Besides a purely theoretical value - as a kind of "evidence" for consistency and therefore the "lawfulness" of complex numbers, the stated geometric interpretation also has an extremely important practical significance. With its help, the complex numbers can be provided in the so-called trigonometric form that is convenient in many applications - in particular, for the geometrical interpretation of operations of multiplication and division of complex numbers, as well as solving the problem of extracting the roots of a complex number.

De Moivre's formula is the best known, but not the only or even the most important achievement of the British mathematician Abraham de Moivre (1667-1754). His true vocation was the theory of probability, in the history of which Moivre’s name stands next to the names of two other classics of the science - Blaise Pascal and Pierre Simon Laplace. But this is only one manifestation of the ironic twist of fate for this great mind of the XVII - XVIII centuries.

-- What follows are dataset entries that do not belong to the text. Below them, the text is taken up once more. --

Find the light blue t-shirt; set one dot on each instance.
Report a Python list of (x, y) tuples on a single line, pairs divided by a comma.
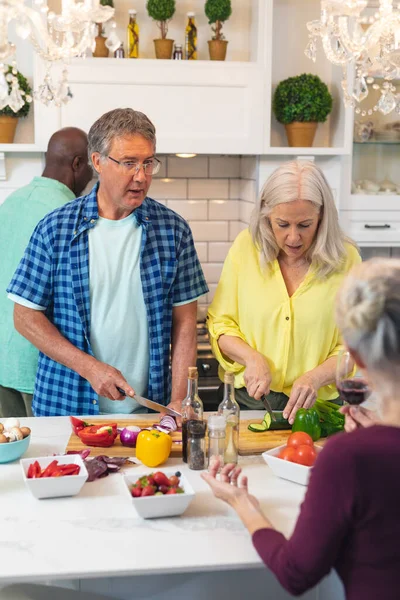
[(119, 332)]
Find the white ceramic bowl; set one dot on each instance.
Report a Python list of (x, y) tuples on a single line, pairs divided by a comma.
[(154, 507), (285, 469), (55, 487)]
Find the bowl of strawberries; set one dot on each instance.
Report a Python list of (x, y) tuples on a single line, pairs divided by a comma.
[(158, 494)]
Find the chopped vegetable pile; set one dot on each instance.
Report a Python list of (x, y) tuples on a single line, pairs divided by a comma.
[(53, 469)]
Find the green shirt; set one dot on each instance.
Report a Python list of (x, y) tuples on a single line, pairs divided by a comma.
[(19, 215)]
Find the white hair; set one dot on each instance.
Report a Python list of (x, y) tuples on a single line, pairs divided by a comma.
[(368, 314), (301, 180)]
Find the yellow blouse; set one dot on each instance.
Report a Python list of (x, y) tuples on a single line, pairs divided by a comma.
[(295, 334)]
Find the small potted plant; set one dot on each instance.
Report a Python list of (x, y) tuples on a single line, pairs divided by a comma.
[(162, 11), (101, 50), (19, 93), (217, 12), (300, 103)]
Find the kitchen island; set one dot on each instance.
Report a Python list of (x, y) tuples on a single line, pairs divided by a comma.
[(96, 542)]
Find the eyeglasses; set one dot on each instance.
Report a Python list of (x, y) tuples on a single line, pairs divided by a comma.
[(150, 166)]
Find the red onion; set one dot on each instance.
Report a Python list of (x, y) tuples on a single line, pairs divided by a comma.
[(128, 436)]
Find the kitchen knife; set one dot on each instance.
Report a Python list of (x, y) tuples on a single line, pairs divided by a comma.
[(153, 405), (268, 406)]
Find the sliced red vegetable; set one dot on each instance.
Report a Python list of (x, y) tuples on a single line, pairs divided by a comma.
[(78, 424)]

The greatest irony was the scientist’s life journey. In 1688 at age 21, Abraham, an ardent supporter of the Huguenots, Protestant by faith, honest and principled in his convictions, was forced to permanently leave the Catholic France. He settled in London, where he soon won the affection and respect of the great Newton. Newton so highly valued Moivre’s mathematical knowledge and talent that he used to send to him everybody who turned to him on issues related to math. At the end of the century Moivre’s scientific achievements became so great that he was elected a member of the Royal Society (British Academy of Sciences). In 1735 de Moivre was elected a member of the Berlin Academy of Sciences, and in 1754 (the year of his death) – a foreign (!) Member of the Paris Academy. Is it not ironic: a frenchman by birth, born and raised in France and at the same time ... a foreign member of his National Academy of Sciences?

Intrigued by the problem of expressing cosφ through cosnφ, Moivre established the following relationship, which was, in fact, a primary form of the formula which was to bear his name.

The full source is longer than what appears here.